Christmas is past and thoughts turn to summer.

Sailing from Rosslare to Cherbourg on 3rd June, I am planning to pay my respects at Juno Beach in Normandy before going to the Western Front. More specifically, going to Flanders, to Broodseinde, where both my great grandfather and my grand uncle suffered gunshot wounds.

Only yesterday did I discover that Clem had been wounded in action.  GSW his record says, gunshot wound. Why hadn’t we ever been told he had been hit by gunfire?

Memories are clear of Uncle Clem. He had always seemed old, but perhaps anyone over forty years of age had seemed old to a primary school child.

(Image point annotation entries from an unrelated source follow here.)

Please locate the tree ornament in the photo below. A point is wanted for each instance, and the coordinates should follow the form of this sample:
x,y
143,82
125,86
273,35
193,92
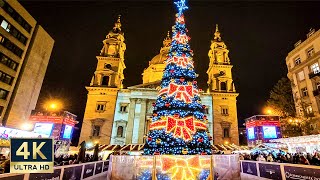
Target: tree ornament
x,y
176,115
182,79
200,139
184,151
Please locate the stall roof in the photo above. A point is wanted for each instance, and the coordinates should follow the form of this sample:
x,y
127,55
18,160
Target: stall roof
x,y
298,139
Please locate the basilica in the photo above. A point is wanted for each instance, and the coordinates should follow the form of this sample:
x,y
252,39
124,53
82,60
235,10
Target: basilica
x,y
117,115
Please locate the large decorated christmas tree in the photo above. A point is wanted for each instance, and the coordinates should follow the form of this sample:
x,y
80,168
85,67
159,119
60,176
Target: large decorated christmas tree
x,y
179,125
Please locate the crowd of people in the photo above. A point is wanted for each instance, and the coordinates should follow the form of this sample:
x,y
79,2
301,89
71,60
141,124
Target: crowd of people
x,y
282,157
72,159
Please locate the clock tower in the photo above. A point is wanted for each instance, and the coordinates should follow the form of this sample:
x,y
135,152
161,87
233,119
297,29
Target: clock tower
x,y
223,92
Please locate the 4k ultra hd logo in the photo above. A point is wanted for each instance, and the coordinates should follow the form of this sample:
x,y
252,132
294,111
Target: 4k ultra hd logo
x,y
30,155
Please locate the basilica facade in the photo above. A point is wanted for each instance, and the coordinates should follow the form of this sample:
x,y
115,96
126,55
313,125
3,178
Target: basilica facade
x,y
117,115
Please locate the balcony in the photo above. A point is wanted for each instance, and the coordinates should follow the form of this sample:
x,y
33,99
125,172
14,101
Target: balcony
x,y
316,92
313,75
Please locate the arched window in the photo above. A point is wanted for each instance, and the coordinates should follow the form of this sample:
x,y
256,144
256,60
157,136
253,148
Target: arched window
x,y
223,86
105,80
226,132
120,131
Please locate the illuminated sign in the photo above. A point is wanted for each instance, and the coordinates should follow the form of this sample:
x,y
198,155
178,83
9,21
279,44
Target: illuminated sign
x,y
269,132
251,133
67,132
31,155
43,128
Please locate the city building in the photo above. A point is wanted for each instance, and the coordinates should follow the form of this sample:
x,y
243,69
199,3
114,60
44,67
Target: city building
x,y
304,73
117,115
262,128
25,49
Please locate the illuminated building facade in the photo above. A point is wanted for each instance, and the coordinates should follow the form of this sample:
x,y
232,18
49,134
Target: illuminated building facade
x,y
262,128
25,49
304,73
117,115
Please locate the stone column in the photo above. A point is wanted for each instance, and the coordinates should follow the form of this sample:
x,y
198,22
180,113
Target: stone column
x,y
130,120
142,120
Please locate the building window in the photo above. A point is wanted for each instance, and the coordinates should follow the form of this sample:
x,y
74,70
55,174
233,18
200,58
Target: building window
x,y
123,108
15,15
96,131
309,110
10,46
224,111
3,94
13,31
297,61
107,66
301,76
120,131
105,80
226,132
223,86
304,91
101,106
315,68
8,62
318,85
310,52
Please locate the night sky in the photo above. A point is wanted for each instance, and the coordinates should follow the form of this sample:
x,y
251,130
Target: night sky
x,y
259,35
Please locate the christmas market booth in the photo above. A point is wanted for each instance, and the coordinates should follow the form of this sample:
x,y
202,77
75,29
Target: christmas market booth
x,y
303,144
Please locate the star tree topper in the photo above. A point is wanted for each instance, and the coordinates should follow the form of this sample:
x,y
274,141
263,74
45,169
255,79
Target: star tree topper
x,y
181,6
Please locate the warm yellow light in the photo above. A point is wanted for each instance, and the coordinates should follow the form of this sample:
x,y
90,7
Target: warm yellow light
x,y
53,105
26,126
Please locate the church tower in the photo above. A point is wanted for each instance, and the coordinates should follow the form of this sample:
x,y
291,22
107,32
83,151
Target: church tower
x,y
223,93
103,89
158,63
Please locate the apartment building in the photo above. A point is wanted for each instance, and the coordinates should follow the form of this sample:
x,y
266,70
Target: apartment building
x,y
25,49
304,72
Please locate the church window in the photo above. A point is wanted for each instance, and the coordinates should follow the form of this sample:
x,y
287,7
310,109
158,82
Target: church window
x,y
315,68
225,111
120,131
96,131
226,132
107,66
206,110
105,80
309,110
101,106
297,61
123,108
310,52
304,91
301,76
223,86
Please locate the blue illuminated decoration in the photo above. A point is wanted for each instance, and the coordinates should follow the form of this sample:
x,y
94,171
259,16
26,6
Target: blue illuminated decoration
x,y
179,125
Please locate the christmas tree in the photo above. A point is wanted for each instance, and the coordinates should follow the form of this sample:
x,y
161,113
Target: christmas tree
x,y
179,125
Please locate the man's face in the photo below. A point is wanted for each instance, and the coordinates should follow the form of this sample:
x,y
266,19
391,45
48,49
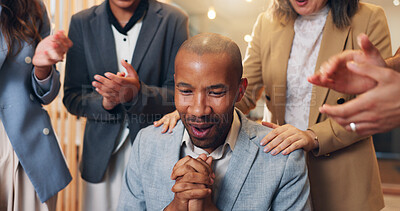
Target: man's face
x,y
124,4
206,89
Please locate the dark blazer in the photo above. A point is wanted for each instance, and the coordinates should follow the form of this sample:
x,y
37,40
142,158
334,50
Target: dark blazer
x,y
27,124
164,29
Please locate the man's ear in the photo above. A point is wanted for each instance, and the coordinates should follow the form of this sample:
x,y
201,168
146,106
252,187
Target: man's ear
x,y
242,89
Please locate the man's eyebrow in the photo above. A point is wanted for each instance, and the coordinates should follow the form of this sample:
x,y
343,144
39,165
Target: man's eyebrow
x,y
182,84
217,86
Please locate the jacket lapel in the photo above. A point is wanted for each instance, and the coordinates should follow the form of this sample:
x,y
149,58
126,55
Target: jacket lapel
x,y
281,42
104,38
150,25
333,42
239,166
172,145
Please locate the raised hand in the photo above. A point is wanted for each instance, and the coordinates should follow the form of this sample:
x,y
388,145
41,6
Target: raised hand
x,y
375,111
335,73
48,52
117,88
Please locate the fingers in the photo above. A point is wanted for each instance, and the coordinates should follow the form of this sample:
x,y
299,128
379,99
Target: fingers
x,y
197,178
375,72
129,69
189,164
182,187
106,84
281,139
366,45
347,109
270,125
194,194
168,121
285,140
271,135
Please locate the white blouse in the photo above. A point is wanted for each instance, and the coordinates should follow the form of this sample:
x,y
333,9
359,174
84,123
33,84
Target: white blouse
x,y
301,64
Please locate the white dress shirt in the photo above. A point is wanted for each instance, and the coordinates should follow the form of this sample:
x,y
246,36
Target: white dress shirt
x,y
125,47
303,58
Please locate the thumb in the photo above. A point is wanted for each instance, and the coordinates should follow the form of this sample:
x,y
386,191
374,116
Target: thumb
x,y
368,70
270,125
370,50
129,69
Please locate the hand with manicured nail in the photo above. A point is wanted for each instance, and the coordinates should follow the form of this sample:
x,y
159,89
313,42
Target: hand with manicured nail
x,y
335,73
48,52
117,88
287,138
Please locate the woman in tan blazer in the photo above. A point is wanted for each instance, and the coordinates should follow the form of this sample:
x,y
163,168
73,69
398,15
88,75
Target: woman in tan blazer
x,y
343,169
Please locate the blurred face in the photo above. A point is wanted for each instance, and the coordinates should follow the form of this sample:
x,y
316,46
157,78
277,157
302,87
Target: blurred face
x,y
124,4
205,93
308,7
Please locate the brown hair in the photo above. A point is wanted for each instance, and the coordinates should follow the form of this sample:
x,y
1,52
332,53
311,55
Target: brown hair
x,y
21,21
342,11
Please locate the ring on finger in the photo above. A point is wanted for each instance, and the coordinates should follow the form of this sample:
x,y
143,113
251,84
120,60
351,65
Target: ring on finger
x,y
353,127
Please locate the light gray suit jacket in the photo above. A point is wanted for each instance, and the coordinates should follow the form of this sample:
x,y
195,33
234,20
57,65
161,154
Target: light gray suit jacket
x,y
254,180
164,29
27,124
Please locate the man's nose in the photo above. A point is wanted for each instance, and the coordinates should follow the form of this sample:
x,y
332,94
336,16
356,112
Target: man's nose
x,y
200,106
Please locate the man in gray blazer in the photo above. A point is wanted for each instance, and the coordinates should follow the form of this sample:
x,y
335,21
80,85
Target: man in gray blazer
x,y
173,172
126,51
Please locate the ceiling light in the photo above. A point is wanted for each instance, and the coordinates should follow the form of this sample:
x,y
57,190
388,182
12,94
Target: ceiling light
x,y
211,13
248,38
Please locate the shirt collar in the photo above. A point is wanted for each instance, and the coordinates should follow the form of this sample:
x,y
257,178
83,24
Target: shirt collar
x,y
220,151
137,15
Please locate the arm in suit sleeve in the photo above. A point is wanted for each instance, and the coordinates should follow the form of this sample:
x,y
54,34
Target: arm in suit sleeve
x,y
153,99
46,95
294,189
132,196
331,135
252,69
79,96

Uncle Clem was seventy-five years old when he died in 1972, which I suppose was a good age to have reached five decades ago. It was a particularly good age to have reached for a man whom we were told had shrapnel in his lungs fom his time at the front.

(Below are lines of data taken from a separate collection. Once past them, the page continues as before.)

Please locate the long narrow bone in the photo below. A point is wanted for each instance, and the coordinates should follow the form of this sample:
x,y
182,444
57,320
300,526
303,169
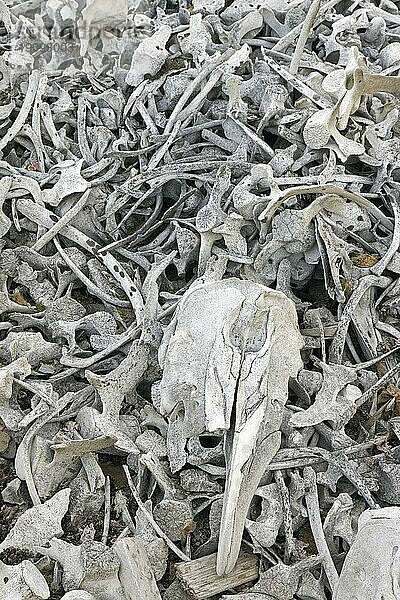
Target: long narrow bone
x,y
232,374
254,437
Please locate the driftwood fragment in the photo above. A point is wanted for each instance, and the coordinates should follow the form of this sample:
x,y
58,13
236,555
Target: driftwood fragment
x,y
199,577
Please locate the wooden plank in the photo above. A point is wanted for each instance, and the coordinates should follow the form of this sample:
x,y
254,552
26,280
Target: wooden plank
x,y
199,577
135,573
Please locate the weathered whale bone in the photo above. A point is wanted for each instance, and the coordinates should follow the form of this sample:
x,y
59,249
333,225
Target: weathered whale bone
x,y
371,567
227,357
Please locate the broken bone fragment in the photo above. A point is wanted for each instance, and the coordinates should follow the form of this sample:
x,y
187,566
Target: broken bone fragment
x,y
370,569
227,359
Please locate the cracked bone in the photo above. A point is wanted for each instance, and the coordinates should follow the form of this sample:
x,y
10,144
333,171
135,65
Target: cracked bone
x,y
232,376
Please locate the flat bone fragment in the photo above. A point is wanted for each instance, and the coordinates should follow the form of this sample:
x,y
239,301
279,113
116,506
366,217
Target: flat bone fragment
x,y
371,567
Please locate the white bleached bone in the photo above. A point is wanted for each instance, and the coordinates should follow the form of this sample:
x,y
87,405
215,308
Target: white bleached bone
x,y
371,567
38,524
232,375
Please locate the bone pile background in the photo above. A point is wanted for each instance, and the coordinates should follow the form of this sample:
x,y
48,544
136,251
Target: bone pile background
x,y
148,147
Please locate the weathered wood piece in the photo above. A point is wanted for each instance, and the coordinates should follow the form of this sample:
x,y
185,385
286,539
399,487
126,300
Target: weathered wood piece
x,y
135,573
199,577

Uncle Clem was only sent to the front because there was a shortage of men. He had joined up at the beginning of 1916. Being trained as a baker, he had been assigned to the Army Service Corps.

Whether it was Napoleon Bonaparte or Frederick the Great that said an army marches on its stomach, the fact is that without supplies, no army can function. From April 1916 until July 1917, he remained with the Army Service Corps. Then in the summer of 1917, he was transferred to the Royal Fusiliers, to the Second Battalion (City of London Regiment). His records say that there was an adjustment in his pay to ensure he was not out of pocket in being sent to the front (presumably bakers were paid more than men at the front).

The disastrous Battle of Passchendaele was drawing to a close when Uncle Clem was hit by gunfire on 30th October 1917.

No-one ever talked about his war service. No-one ever spoke about what had happened on the Western Front for him to carry injuries that affected him for the rest of his life. Perhaps there were so many war wounded, anyway; perhaps the memories of the Second World War were still so raw that no-one wanted to talk about the Great War that had preceded it.

Yet until yesterday, I believed he had been hit by shrapnel from an artillery barrage. Perhaps it was an easier tale to tell, an impersonal random, shell falling on a trench demanded no further explanation. A gunshot wound to the right hand side of the chest would have been a more personal recollection which he perhaps preferred to forget.

The wounds took him back to Le Treport and then to a posting with the Labour Corps. Returning to life in Pitney in 1919 must have seemed like paradise after Passchendaele.

Reading the records, it is odd to think that the gentle and quiet man who would sit at Aunt Ella’s tea table and chat and laugh with a small boy had once seen a place that was hell on Earth.